Estava por dez dias com o colégio vazio quando chegou a ordem, vinda de cima, e portanto sem nada por contestar. Os responsáveis pela baderna haveriam de ser punidos e as crianças retornariam à escola. Não era certo que elas andassem soltas por aí, não importa quão legítimas fossem as reivindicações dos trabalhadores. Estes, por outro lado, resistiam, e eis aí o motivo do uso de tamanha medida extrema.
-Eles são os próprios e únicos culpados por isso.
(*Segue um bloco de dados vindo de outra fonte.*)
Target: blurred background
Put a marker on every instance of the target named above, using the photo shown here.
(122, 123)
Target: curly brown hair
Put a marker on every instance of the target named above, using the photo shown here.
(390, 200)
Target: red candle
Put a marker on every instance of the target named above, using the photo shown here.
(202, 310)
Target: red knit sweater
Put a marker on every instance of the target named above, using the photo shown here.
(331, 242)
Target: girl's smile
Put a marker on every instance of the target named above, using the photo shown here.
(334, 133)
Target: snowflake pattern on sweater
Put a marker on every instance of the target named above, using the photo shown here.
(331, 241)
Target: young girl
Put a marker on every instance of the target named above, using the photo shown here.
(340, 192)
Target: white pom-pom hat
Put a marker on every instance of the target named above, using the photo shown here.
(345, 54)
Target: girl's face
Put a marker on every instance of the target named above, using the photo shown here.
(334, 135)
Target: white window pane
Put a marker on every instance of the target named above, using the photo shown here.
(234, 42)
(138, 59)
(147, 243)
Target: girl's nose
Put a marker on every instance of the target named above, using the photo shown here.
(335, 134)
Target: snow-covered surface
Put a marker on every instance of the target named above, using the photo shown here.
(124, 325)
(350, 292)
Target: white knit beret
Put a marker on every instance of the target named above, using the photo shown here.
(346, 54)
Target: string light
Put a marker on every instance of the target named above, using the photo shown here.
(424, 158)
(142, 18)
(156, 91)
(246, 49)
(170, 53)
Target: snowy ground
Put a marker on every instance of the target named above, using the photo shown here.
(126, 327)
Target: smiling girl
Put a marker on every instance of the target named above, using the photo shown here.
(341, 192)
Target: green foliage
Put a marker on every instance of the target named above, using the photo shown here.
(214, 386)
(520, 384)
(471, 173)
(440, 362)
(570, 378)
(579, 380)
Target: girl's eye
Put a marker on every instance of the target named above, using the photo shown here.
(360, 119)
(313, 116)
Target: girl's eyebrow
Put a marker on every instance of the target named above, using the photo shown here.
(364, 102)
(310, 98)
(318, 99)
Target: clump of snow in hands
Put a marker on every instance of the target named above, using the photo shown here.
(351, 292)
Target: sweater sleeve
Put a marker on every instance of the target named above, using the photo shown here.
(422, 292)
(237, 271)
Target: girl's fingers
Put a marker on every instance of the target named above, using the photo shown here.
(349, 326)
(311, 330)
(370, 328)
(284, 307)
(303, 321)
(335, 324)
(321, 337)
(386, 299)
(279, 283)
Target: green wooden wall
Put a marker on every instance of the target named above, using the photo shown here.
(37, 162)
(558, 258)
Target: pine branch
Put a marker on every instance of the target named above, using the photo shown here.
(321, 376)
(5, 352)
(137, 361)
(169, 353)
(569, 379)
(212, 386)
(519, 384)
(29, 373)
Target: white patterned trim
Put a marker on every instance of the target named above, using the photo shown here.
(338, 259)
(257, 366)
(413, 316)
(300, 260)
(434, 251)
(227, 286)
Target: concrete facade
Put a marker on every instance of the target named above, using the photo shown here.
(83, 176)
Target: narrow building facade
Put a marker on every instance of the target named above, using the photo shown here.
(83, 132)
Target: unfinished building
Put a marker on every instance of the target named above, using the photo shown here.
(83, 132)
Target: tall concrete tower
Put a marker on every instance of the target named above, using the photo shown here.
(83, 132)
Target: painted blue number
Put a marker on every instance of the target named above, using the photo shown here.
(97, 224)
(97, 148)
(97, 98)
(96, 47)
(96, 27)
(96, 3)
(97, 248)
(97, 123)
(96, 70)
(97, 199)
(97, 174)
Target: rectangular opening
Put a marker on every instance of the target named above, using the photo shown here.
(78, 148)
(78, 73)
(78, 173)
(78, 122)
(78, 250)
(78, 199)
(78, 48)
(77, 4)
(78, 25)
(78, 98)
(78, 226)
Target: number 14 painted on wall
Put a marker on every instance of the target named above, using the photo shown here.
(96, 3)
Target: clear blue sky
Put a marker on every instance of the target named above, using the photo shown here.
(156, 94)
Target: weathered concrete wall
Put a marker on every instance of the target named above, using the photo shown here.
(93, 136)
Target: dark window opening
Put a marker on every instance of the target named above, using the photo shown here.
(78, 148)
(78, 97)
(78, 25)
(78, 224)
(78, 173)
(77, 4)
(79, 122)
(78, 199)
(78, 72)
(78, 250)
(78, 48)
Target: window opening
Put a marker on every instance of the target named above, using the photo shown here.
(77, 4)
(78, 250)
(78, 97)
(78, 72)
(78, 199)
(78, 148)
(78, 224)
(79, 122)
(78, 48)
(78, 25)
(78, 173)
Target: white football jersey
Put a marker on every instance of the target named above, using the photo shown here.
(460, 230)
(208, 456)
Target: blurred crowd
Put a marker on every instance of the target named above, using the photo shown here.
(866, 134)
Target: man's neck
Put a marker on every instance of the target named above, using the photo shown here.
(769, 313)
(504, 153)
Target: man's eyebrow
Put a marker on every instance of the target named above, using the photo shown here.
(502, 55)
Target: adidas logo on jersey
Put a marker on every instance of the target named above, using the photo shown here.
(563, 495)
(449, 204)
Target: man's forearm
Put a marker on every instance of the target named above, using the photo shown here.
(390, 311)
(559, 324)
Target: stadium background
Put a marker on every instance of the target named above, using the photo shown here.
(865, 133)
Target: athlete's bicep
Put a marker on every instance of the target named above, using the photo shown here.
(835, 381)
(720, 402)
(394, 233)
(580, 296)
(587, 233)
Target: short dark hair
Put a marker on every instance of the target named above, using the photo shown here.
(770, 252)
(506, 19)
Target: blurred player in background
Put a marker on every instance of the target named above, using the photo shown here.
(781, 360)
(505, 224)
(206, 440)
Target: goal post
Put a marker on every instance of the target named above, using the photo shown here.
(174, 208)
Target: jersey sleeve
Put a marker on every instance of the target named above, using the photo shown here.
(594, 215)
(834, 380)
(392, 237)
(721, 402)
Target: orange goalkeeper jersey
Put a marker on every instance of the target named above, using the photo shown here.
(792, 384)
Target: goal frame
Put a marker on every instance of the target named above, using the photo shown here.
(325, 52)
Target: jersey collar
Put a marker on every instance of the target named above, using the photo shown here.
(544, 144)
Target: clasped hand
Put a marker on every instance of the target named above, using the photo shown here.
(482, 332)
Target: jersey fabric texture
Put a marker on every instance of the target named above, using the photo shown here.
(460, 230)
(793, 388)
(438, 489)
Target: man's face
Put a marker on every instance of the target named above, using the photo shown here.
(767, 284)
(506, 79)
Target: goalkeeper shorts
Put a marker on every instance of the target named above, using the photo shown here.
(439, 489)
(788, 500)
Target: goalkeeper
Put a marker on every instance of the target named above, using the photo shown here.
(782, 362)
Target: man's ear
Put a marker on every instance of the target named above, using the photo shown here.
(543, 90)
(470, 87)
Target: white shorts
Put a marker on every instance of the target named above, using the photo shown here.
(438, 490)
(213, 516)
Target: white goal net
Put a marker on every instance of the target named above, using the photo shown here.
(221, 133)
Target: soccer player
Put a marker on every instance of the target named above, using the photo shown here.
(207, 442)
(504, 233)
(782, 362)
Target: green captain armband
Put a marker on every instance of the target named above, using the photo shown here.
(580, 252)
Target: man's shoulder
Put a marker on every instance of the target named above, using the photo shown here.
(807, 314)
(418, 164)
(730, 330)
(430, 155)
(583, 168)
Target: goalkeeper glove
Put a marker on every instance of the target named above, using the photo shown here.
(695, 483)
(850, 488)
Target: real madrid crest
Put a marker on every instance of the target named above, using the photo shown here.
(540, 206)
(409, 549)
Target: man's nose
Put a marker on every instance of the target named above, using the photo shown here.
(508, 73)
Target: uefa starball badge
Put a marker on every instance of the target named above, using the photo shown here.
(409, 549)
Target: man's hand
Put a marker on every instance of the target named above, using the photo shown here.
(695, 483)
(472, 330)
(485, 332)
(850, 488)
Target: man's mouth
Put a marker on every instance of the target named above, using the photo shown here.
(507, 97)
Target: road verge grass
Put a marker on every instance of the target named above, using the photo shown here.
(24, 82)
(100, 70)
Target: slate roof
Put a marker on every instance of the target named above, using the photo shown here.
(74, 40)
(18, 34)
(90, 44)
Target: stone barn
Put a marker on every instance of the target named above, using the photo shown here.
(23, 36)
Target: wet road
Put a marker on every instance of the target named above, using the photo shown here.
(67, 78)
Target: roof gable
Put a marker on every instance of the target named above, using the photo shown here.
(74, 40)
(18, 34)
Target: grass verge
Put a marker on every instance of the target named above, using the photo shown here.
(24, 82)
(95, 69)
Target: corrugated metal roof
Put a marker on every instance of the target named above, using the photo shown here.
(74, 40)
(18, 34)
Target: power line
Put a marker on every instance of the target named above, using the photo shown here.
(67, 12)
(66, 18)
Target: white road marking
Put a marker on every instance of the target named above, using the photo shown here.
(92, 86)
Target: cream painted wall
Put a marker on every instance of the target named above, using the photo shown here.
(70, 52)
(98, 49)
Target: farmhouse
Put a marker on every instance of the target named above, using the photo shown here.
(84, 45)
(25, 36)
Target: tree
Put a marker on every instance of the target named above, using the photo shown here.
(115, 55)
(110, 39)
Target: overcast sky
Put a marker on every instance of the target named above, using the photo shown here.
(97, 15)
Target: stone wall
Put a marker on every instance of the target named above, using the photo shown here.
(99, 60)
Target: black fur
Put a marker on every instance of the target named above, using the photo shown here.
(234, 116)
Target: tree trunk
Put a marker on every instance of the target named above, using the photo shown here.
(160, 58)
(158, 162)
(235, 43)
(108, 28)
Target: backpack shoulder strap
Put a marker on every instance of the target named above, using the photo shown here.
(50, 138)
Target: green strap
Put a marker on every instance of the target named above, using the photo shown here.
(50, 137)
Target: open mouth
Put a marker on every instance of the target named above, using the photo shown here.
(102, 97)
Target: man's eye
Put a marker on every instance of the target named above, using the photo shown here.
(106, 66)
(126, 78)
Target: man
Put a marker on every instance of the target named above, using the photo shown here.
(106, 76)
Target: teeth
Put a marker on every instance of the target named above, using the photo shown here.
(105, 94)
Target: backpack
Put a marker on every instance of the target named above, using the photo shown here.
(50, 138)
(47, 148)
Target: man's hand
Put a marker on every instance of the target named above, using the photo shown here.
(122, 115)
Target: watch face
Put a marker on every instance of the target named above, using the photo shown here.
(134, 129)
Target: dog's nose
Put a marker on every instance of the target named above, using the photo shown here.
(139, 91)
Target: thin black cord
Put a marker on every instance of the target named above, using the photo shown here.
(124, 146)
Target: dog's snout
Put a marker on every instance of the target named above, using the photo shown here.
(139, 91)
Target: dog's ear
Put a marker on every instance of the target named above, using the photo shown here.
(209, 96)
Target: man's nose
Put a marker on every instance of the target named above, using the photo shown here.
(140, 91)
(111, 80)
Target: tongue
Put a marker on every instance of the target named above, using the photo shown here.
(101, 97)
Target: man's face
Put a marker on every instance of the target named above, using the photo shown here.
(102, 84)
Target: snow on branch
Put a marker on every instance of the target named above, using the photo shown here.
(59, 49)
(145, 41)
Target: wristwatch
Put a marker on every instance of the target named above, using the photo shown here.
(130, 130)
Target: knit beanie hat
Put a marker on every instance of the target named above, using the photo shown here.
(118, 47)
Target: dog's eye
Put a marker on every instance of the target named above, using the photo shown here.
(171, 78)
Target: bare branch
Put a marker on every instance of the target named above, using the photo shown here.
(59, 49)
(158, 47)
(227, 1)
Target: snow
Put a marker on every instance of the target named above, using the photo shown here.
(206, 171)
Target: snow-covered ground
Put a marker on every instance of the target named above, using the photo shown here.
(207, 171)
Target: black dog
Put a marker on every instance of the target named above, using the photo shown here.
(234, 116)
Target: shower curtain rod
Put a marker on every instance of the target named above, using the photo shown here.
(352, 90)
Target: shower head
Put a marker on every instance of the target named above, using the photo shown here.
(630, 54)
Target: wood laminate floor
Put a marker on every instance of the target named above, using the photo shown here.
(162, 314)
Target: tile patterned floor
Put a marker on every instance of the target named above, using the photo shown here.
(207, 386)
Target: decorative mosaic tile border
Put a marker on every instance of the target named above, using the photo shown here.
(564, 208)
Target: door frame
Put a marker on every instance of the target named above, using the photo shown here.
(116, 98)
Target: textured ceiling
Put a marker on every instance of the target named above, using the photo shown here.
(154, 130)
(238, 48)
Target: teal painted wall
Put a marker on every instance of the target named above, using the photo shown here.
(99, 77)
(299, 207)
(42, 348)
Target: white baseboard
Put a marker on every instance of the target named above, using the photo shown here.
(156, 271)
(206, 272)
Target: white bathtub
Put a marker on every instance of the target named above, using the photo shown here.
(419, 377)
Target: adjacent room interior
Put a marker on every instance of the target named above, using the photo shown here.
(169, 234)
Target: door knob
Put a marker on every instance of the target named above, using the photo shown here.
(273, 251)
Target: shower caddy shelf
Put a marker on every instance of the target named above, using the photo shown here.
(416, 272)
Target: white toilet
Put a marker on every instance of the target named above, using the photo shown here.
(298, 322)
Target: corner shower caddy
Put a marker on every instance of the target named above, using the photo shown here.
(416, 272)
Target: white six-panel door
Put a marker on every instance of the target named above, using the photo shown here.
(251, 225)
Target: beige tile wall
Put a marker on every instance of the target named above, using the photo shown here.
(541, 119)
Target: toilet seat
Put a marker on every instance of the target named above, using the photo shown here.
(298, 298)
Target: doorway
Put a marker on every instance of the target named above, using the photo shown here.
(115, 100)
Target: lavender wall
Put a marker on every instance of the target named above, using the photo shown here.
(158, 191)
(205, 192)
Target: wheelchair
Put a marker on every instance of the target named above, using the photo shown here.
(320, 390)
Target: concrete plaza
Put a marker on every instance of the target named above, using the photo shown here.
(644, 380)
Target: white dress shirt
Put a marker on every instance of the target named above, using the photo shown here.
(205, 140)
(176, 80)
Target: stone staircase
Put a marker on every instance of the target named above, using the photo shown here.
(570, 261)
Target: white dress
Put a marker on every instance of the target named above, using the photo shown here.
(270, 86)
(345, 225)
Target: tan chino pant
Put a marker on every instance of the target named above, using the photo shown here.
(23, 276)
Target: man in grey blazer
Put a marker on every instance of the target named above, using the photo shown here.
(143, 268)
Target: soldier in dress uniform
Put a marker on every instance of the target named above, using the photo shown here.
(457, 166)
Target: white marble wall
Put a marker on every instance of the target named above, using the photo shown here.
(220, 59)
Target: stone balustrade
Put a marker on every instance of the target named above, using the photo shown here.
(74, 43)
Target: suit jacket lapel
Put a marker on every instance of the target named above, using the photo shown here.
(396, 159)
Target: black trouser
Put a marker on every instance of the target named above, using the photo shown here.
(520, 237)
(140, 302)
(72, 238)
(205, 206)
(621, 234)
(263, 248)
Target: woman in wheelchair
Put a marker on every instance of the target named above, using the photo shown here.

Leonel discordava, mas preferia não se manifestar. Há muito que tinha optado por uma vida pacata, livre de conflitos, e escolhido ignorar os livros que lera ao longo de sua existência. Assim, quando os ânimos começaram a exaltar-se, esquivou-se. Afinal, era apenas um secretário e sua classe não tinha o hábito de ser ouvida. Bom que fosse dessa maneira. Logo, mesmo quando alguém o instava de forma mais incisiva, encontrava um jeito de escapar e permanecer em seu tranquilo muro.
-De que lado você está?
-Esse não é meu assunto.
Mas isso tudo fora até aquela data, porque então precisaria agir. O diretor lhe dera ordens expressas. Todas as faltas precisariam ser lançadas. A decisão, por óbvio, não partia dele, falou. Também fora obrigado a assumir o desígnio, o qual teria de repassar a Leonel por sentimento de dever. O pacto deles enquanto servidores exigia respeitar a hierarquia.
Em princípio, Leonel não fez maior caso da questão. Foi para sua casa sem preocupações, como sempre. Afinal, tratava-se apenas de ossos do ofício, que a ele não cabia discutir. A secretaria que depois se resolvesse com os professores. Terminado o jantar, iria dar conta disso.
Marilena bateu à porta. Leonel não se exaltou. Suas visitas não eram o que se poderia chamar de incomuns.
-Soube que vai lançar nossas faltas.
-O quê?
-Vai ter coragem de fazer isso?
A pergunta, finalmente, colocou-o diante de sua consciência. Agora era inevitável dar-se conta de que a ele fora incumbida a tarefa de ser o carrasco. O executor, o homem responsável por virar a chave da cadeira elétrica. Sim, o veredicto não foi dele, mas a verdade é que materialmente era por suas mãos que os colegas padeceriam. O que Marilena viera fazer fora justamente lhe cobrar por esse ato.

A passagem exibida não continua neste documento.